No, she understands in the depth of her spirit, that there is something larger going on, a greater picture being fulfilled, then the tiredness she is currently feeling, or the emotion that is trying to govern her decisions to say “No more.”

She’s the Servant Girl who finds fight deep within, to finish what has been asked of her- even when the easiest thing to do, is to hang up her boots and walk away…

Yet Servant Girls often walk away from the unfinished because they have made themselves too busy, committing to unfruitful things that sidetrack them from staying ‘true North’- to the convictions placed on their heart.

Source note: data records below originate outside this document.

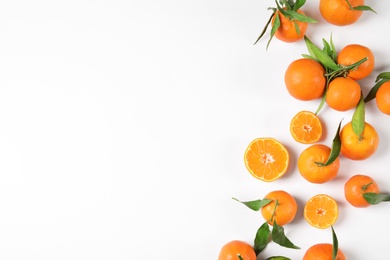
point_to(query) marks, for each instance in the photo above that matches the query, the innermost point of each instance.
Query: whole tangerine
(357, 147)
(235, 248)
(305, 79)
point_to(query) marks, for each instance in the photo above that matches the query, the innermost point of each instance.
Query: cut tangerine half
(306, 127)
(321, 211)
(266, 159)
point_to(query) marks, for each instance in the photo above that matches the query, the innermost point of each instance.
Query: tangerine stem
(365, 187)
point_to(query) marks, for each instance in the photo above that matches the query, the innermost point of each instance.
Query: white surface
(123, 127)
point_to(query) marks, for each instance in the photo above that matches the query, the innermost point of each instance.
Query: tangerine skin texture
(358, 148)
(383, 98)
(337, 12)
(311, 171)
(287, 31)
(305, 80)
(343, 94)
(285, 211)
(354, 190)
(322, 251)
(231, 250)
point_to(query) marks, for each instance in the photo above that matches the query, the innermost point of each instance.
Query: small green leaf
(335, 246)
(321, 56)
(275, 27)
(336, 147)
(383, 75)
(265, 27)
(298, 4)
(262, 238)
(278, 258)
(372, 94)
(376, 198)
(363, 8)
(293, 15)
(358, 118)
(255, 205)
(280, 238)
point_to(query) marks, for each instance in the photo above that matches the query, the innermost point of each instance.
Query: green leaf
(322, 99)
(255, 205)
(376, 198)
(275, 27)
(262, 238)
(278, 258)
(358, 118)
(298, 4)
(335, 246)
(280, 238)
(383, 75)
(265, 27)
(293, 15)
(336, 148)
(320, 55)
(363, 8)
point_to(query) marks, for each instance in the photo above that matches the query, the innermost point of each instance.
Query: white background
(123, 126)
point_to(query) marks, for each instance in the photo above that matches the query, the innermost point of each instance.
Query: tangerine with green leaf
(289, 22)
(282, 208)
(353, 53)
(356, 186)
(311, 164)
(305, 79)
(322, 251)
(343, 93)
(382, 98)
(235, 249)
(358, 147)
(342, 12)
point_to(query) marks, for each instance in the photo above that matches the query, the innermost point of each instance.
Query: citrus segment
(321, 211)
(266, 159)
(306, 127)
(322, 251)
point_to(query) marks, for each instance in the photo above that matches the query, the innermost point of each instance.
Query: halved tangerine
(321, 211)
(306, 127)
(266, 159)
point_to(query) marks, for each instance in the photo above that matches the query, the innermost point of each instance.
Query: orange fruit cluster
(335, 79)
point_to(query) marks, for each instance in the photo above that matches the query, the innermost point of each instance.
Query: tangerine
(353, 53)
(306, 127)
(287, 30)
(305, 79)
(266, 159)
(321, 211)
(235, 248)
(338, 12)
(311, 164)
(356, 186)
(343, 94)
(383, 98)
(322, 251)
(282, 209)
(357, 147)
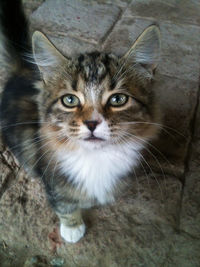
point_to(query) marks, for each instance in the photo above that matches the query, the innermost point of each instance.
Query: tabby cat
(81, 123)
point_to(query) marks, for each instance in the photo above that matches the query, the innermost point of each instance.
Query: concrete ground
(156, 221)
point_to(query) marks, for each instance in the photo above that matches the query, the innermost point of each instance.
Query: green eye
(118, 100)
(70, 101)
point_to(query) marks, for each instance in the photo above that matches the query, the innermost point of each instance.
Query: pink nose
(91, 125)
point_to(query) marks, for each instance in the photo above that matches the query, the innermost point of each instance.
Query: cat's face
(97, 100)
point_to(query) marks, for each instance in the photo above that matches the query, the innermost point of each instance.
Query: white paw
(72, 234)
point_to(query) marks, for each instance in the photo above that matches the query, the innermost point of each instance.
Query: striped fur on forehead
(95, 66)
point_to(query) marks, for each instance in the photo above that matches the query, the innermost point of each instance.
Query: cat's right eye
(70, 101)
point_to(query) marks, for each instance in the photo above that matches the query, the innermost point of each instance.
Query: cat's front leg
(72, 227)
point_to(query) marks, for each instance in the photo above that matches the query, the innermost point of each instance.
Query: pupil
(70, 99)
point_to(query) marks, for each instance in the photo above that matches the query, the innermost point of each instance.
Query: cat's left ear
(146, 49)
(47, 57)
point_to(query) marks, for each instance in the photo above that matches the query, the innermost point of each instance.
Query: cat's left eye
(118, 100)
(70, 101)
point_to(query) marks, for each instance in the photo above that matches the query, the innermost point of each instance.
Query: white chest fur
(98, 171)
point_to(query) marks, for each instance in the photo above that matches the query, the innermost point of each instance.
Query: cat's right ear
(47, 57)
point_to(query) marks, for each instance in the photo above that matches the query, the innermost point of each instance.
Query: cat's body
(79, 124)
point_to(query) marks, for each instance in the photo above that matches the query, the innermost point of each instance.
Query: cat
(81, 123)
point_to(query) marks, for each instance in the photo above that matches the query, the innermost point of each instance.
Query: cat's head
(98, 99)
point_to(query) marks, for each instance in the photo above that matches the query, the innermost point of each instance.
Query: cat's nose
(91, 125)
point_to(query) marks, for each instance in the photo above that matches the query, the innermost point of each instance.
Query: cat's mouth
(94, 138)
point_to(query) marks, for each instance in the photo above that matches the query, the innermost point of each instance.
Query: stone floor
(156, 222)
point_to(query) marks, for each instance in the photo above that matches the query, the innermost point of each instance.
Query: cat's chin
(93, 143)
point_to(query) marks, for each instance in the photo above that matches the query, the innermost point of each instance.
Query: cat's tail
(14, 36)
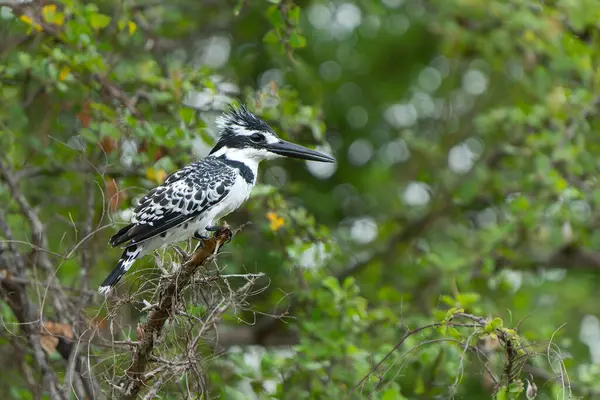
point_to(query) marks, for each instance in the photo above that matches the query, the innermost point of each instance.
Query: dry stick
(26, 313)
(169, 292)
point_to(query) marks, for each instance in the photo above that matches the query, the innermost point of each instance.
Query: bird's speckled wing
(184, 195)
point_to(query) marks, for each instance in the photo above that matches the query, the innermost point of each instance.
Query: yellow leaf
(51, 16)
(131, 25)
(27, 19)
(161, 175)
(64, 73)
(151, 174)
(276, 221)
(49, 9)
(156, 175)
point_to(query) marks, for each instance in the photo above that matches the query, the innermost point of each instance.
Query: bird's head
(244, 136)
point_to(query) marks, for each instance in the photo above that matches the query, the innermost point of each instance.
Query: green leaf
(187, 114)
(297, 41)
(99, 21)
(271, 37)
(275, 17)
(392, 394)
(294, 15)
(493, 325)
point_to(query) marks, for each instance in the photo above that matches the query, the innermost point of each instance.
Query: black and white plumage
(197, 196)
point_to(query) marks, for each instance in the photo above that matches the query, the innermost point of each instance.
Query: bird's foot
(218, 229)
(181, 252)
(148, 306)
(201, 237)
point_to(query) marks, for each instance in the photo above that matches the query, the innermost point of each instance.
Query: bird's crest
(238, 120)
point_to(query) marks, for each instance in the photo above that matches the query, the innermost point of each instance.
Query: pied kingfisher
(191, 201)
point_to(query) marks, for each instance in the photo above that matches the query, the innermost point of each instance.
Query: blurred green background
(465, 133)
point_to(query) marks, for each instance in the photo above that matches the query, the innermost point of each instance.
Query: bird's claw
(147, 306)
(181, 252)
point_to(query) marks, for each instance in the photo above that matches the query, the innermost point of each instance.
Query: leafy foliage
(451, 251)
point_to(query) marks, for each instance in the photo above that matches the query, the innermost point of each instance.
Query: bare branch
(169, 295)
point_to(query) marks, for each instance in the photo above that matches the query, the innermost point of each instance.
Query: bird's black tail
(128, 257)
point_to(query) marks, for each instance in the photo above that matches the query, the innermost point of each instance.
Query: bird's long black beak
(288, 149)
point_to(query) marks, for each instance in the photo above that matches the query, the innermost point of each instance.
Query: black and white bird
(192, 200)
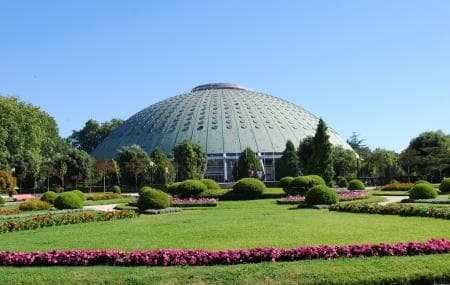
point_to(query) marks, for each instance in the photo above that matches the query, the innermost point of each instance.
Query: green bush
(79, 194)
(356, 184)
(68, 200)
(49, 196)
(321, 195)
(210, 184)
(248, 188)
(422, 191)
(342, 182)
(190, 188)
(300, 185)
(285, 182)
(152, 199)
(445, 185)
(34, 205)
(116, 189)
(172, 188)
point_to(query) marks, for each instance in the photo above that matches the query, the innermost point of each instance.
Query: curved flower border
(173, 257)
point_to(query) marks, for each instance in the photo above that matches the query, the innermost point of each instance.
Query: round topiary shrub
(79, 194)
(248, 188)
(321, 195)
(300, 185)
(172, 188)
(49, 196)
(356, 184)
(445, 185)
(68, 200)
(285, 182)
(210, 184)
(34, 205)
(190, 188)
(342, 182)
(153, 199)
(116, 189)
(422, 191)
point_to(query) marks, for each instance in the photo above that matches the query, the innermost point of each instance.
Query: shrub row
(173, 257)
(41, 221)
(393, 209)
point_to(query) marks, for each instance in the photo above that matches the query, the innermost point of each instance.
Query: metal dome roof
(222, 118)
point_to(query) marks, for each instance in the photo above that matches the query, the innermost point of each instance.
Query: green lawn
(234, 224)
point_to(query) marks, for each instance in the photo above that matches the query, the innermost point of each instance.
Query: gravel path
(392, 199)
(104, 208)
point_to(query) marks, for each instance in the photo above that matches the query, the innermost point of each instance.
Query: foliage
(7, 183)
(321, 161)
(248, 165)
(68, 200)
(445, 185)
(116, 189)
(300, 185)
(190, 160)
(285, 182)
(93, 133)
(210, 183)
(153, 199)
(397, 187)
(304, 153)
(287, 164)
(248, 188)
(356, 184)
(34, 205)
(321, 195)
(342, 182)
(190, 188)
(393, 209)
(162, 171)
(49, 196)
(422, 191)
(50, 220)
(133, 162)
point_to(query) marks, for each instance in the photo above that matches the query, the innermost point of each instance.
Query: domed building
(224, 119)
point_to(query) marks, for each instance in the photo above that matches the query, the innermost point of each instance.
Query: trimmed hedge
(49, 196)
(321, 195)
(356, 184)
(422, 191)
(68, 200)
(445, 185)
(248, 188)
(153, 199)
(210, 184)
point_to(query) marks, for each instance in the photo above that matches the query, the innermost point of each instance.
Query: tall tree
(287, 164)
(248, 164)
(134, 162)
(321, 162)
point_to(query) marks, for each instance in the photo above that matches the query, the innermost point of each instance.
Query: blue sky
(380, 68)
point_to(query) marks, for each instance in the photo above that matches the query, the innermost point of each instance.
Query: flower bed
(173, 257)
(194, 202)
(50, 220)
(393, 209)
(344, 195)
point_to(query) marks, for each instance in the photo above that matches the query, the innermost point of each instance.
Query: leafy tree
(321, 162)
(248, 165)
(190, 161)
(287, 164)
(134, 162)
(162, 170)
(304, 153)
(93, 133)
(344, 162)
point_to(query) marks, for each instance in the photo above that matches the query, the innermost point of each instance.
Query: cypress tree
(321, 162)
(287, 164)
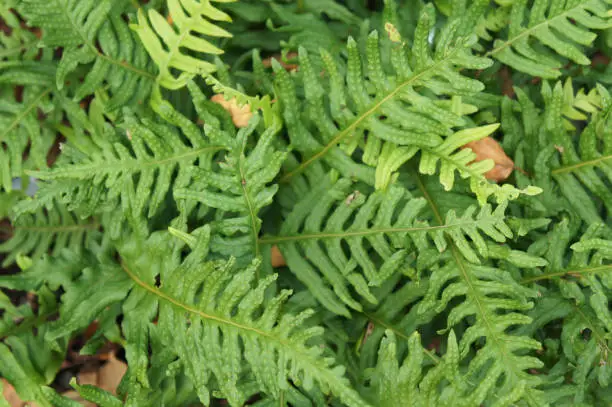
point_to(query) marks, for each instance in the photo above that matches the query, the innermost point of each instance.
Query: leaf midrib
(304, 357)
(358, 233)
(24, 113)
(91, 170)
(124, 64)
(363, 116)
(530, 30)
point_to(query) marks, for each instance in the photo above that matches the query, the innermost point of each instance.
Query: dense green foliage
(411, 278)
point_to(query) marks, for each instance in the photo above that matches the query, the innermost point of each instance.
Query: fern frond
(571, 169)
(91, 31)
(167, 43)
(51, 230)
(20, 127)
(214, 323)
(335, 238)
(538, 33)
(496, 302)
(103, 180)
(26, 360)
(441, 385)
(392, 105)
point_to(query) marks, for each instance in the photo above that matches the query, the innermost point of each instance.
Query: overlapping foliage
(133, 202)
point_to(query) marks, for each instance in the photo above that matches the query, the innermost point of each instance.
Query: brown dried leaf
(277, 257)
(240, 114)
(489, 148)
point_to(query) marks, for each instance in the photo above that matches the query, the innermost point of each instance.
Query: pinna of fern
(94, 32)
(337, 237)
(541, 31)
(189, 25)
(580, 272)
(213, 322)
(347, 110)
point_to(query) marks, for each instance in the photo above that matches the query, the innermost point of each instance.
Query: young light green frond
(94, 32)
(104, 181)
(442, 384)
(50, 230)
(570, 168)
(220, 327)
(496, 302)
(398, 114)
(238, 188)
(541, 29)
(393, 104)
(189, 28)
(19, 125)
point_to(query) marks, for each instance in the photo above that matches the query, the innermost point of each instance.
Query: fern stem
(574, 167)
(553, 274)
(362, 117)
(475, 295)
(356, 233)
(527, 32)
(324, 374)
(24, 113)
(399, 333)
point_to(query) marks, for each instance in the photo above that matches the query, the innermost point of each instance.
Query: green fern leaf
(79, 26)
(36, 234)
(191, 24)
(335, 238)
(549, 28)
(234, 333)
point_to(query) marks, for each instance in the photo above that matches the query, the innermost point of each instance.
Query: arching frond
(94, 32)
(213, 321)
(50, 230)
(496, 302)
(572, 168)
(335, 238)
(104, 180)
(392, 105)
(539, 30)
(190, 25)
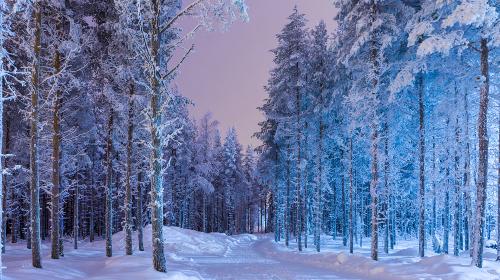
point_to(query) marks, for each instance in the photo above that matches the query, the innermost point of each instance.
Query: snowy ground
(194, 255)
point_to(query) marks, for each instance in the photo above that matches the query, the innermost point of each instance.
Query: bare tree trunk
(482, 170)
(139, 225)
(35, 180)
(351, 202)
(287, 207)
(457, 210)
(386, 188)
(375, 69)
(159, 262)
(5, 151)
(421, 191)
(76, 215)
(56, 166)
(498, 190)
(109, 187)
(319, 187)
(299, 165)
(128, 186)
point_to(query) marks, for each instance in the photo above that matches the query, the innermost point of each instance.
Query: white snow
(194, 255)
(472, 12)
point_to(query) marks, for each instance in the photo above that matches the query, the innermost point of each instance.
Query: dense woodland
(386, 128)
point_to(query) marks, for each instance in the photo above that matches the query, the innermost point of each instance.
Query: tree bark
(128, 186)
(421, 190)
(35, 180)
(109, 187)
(159, 262)
(482, 169)
(56, 166)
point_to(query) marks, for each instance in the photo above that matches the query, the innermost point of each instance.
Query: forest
(381, 133)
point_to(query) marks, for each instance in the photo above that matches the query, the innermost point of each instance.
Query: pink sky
(227, 72)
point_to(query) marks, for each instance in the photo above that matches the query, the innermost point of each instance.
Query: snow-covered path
(247, 259)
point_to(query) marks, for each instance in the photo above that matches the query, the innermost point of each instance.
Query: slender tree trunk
(56, 166)
(140, 235)
(319, 187)
(128, 185)
(298, 190)
(386, 188)
(109, 187)
(351, 202)
(2, 209)
(498, 189)
(467, 184)
(76, 216)
(421, 190)
(287, 207)
(434, 212)
(5, 151)
(159, 262)
(375, 73)
(457, 196)
(344, 214)
(446, 220)
(35, 180)
(482, 169)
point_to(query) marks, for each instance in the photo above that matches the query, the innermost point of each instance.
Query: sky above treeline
(227, 73)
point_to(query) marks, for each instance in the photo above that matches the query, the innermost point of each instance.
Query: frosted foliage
(472, 12)
(404, 78)
(440, 44)
(421, 28)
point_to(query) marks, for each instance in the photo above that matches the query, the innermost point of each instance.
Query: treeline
(95, 137)
(388, 128)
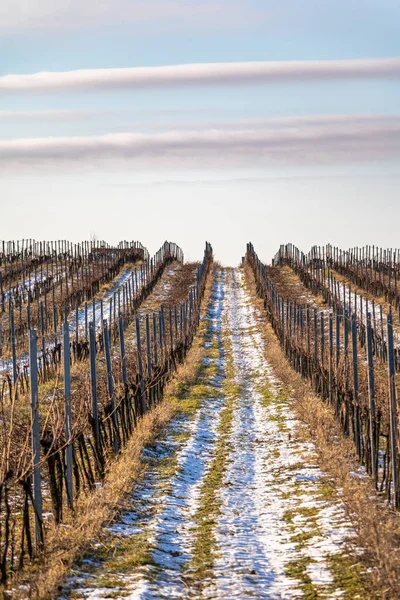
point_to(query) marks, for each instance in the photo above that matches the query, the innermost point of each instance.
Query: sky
(188, 120)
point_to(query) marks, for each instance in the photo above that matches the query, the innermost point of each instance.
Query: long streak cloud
(336, 139)
(201, 74)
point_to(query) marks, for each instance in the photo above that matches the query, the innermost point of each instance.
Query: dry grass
(289, 285)
(44, 577)
(376, 525)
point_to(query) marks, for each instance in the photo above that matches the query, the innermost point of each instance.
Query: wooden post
(68, 414)
(122, 348)
(140, 366)
(93, 384)
(155, 338)
(357, 416)
(37, 492)
(330, 359)
(392, 410)
(371, 396)
(110, 382)
(13, 349)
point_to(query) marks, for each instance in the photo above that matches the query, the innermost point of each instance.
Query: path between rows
(232, 504)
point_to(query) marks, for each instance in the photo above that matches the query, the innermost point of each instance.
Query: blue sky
(211, 187)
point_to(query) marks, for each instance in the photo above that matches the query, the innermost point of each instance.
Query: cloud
(288, 141)
(62, 14)
(201, 74)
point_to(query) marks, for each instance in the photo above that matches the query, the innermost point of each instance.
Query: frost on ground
(232, 503)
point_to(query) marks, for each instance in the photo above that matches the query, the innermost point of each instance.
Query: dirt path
(232, 503)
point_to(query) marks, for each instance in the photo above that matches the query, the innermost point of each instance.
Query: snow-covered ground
(275, 531)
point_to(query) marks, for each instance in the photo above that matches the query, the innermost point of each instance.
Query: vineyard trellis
(348, 362)
(76, 428)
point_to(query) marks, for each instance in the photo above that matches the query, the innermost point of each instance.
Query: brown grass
(64, 544)
(376, 525)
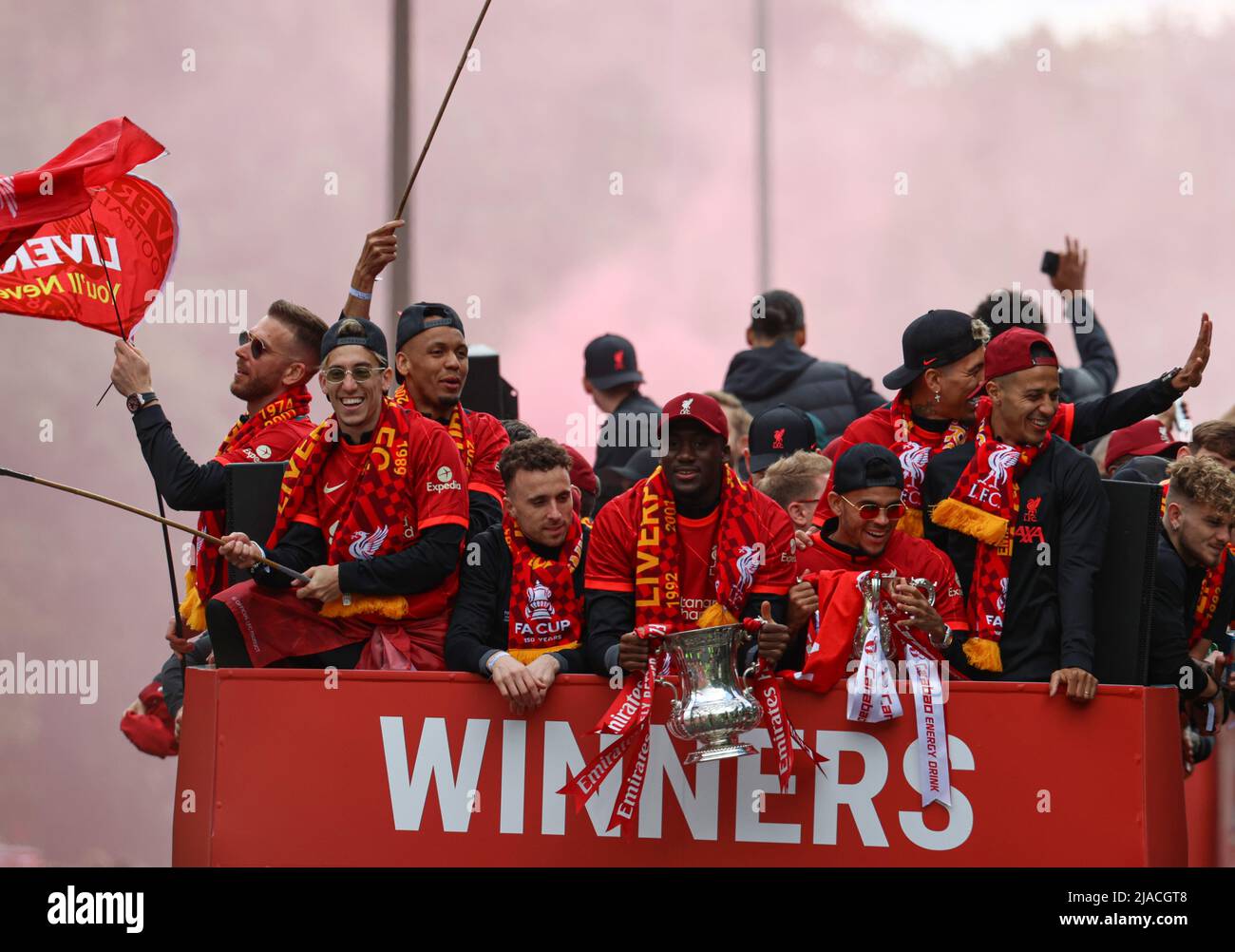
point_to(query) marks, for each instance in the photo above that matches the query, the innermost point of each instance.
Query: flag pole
(159, 495)
(441, 109)
(86, 494)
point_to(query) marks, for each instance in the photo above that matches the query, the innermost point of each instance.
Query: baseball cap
(864, 466)
(777, 432)
(698, 407)
(1149, 437)
(1013, 351)
(424, 316)
(581, 474)
(347, 331)
(609, 361)
(937, 338)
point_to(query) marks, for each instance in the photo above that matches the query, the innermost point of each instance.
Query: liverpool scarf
(457, 427)
(373, 504)
(914, 447)
(546, 614)
(202, 580)
(983, 504)
(1210, 585)
(657, 551)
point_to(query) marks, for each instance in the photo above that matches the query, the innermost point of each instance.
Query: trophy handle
(672, 687)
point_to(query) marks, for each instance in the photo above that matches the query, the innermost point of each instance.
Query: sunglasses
(869, 510)
(361, 373)
(257, 346)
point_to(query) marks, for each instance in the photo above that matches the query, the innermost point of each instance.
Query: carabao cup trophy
(715, 705)
(877, 590)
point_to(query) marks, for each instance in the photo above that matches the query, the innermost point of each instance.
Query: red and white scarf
(984, 503)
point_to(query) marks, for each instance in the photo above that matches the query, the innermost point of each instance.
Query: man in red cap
(1149, 437)
(1021, 514)
(691, 536)
(938, 383)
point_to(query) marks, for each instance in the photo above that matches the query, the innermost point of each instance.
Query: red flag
(61, 272)
(61, 186)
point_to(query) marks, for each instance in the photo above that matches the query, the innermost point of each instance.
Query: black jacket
(764, 377)
(1176, 590)
(1098, 370)
(481, 620)
(1049, 618)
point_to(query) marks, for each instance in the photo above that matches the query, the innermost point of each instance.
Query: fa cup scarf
(202, 581)
(983, 504)
(1210, 586)
(374, 503)
(457, 427)
(914, 447)
(657, 551)
(544, 611)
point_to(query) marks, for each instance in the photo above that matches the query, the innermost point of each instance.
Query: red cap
(155, 732)
(702, 408)
(1009, 352)
(1149, 437)
(581, 473)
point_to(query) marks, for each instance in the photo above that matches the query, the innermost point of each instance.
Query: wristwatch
(136, 402)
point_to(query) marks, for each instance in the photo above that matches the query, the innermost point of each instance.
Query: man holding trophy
(861, 535)
(687, 539)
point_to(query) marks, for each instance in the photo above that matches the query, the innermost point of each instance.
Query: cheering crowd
(428, 536)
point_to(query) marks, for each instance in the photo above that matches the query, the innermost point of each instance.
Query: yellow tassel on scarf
(912, 523)
(983, 654)
(972, 522)
(193, 613)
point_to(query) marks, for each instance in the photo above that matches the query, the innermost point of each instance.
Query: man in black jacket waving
(519, 615)
(776, 370)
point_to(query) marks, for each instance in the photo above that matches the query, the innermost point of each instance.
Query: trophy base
(719, 752)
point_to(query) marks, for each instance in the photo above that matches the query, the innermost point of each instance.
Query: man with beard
(934, 408)
(1190, 605)
(1021, 514)
(373, 512)
(275, 362)
(519, 615)
(860, 536)
(431, 365)
(688, 537)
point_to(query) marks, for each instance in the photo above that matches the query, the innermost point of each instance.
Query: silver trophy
(715, 704)
(877, 590)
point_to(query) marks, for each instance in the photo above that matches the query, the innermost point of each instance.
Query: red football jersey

She begins to complain that it’s all too hard, all too overwhelming. She begins to rely on her own logic and strength, which spirals her into a chaotic way of thinking. And then there is a search for excuses, so she can give up on what God has asked of her to do. She seeks others to validate her decision. Building a case and justifying her self, forgetting the whispers of the Holy Spirit.

The process will test her courage

Living for the Kingdom wholeheartedly takes discipline and sacrifice as it requires much. There is a need to lay down self in order to pick up the Cross.

It’s messy and hard at times, yet the reward is great.

Servant Girl’s must rise when He speaks. God calls her out, sets her apart for a greater purpose. She mustn’t bail on her mission, but finish it with integrity.

Be that girl, who stands with confidence when Jesus beckons you, finish what He has asked you to do, even if it seems crazy. He knows what He’s doing. And smile along the way-there are only a few who day that you know.

And whatever you do, do it for Jesus and in the strength that He gives.

Bless you, as you pursue your higher calling.